In the time just before Collins wrote The Woman in White, England was gripped with "lunacy panic." The fear was not that madmen and madwomen were roaming the streets. Rather, people became increasingly afraid that healthy and sane individuals were being wrongly imprisoned in lunatic asylums, where they were stripped of their rights, freedoms, and sometimes their property.
Concerns about regulation and documentation of the conditions under which someone could be admitted to an insane asylum dated back to the 1700s. At this time, there was no regulation of private "madhouses," which were run on a for-profit basis, and there was very little association with medical treatment. In the 1750s and 60s, several cases were brought forward in which an individual raised concerns that a friend or family member was being wrongly detained. Investigations led to their release, and also to increasing calls to reform and restrict the admission process. In 1774, the British Parliament passed the Act for the Regulation of Private Madhouses (the Madhouses Act). The Act required that all residences housing more than one lunatic be subject to licensing and inspection. A patient could also only be accepted into a private asylum if a certificate was obtained from a medical professional testifying to their mental instability.
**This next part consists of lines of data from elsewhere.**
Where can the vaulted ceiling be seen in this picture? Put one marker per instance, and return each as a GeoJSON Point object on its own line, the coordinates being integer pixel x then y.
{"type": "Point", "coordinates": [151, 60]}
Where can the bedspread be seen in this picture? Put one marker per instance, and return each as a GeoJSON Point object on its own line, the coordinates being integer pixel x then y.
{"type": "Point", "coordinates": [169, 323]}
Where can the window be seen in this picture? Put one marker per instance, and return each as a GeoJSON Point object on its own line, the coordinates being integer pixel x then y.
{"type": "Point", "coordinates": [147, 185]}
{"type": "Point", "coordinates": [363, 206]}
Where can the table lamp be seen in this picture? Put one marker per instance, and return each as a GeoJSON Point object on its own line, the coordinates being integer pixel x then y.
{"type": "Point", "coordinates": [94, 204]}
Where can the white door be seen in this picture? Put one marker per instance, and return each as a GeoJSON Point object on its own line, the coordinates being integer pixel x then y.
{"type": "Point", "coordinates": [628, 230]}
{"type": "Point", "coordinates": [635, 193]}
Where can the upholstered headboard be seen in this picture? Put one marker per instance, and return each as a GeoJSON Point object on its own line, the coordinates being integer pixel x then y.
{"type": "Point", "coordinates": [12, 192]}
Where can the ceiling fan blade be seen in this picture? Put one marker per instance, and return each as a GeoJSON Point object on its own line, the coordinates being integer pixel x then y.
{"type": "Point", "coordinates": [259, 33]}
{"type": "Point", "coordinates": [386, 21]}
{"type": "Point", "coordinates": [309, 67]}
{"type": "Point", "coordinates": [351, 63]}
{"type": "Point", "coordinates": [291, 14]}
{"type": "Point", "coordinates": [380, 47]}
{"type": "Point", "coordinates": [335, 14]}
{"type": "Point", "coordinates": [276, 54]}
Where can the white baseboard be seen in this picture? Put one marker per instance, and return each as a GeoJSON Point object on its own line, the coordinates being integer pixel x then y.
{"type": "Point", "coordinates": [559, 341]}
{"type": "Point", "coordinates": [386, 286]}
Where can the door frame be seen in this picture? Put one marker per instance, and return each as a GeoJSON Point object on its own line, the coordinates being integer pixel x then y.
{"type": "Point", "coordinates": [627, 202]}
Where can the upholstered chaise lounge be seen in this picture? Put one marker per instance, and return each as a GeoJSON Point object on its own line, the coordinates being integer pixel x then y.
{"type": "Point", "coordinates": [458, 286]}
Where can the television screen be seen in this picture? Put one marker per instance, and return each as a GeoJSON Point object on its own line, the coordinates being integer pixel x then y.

However, despite this new regulation, concerns about asylums persisted. While private patients (those whose care was being paid for) had to be certified, so called "pauper lunatics" could also be sent to private asylums if their local region decided to cover the costs out of their charitable budget, and these patients did not need documentation by doctors. The certification itself was unreliable; there was nothing to restrict individuals with a conflict of interest (for example, a doctor who was also paid by the asylum) from signing certificates and many individuals, even with dubious credentials, were qualified to sign. Even if someone seemed legitimately to be in need of full-time care, there were persistent reports of abuse and terrible conditions in both public and private asylums. Between 1807 and 1827, four separate government committees met to hear evidence about bad conditions and the possibility that individuals were being wrongfully admitted. In 1828, a new act was passed with stricter admission requirements, requiring a private patient to have two certificates from two different doctors, who could not have any association with an asylum.
However, scandals about wrongful detainment continued. In particular, there were fears that wealthy individuals (who could be either men or women) would be wrongfully detained so that greedy relatives could access their money, or that vindictive husbands would have their wives institutionalized to effectively get rid of them in an era where divorce was still very hard to obtain. The latter concern was publicized by a wide spread scandal in the late 1850s in which the well-known writer, Edward Bulwer Lytton, attempted to declare his wife Rosina insane and have her institutionalized. Because it was well-known that the two had a very volatile marriage and were involved in a bitter custody dispute, it was largely believed that Rosina did not need to be kept in an asylum. The case, along with others in 1858-1859, led to widespread media coverage. Collins drew on this interest to animate the plot of his novel, adding sensational and Gothic elements.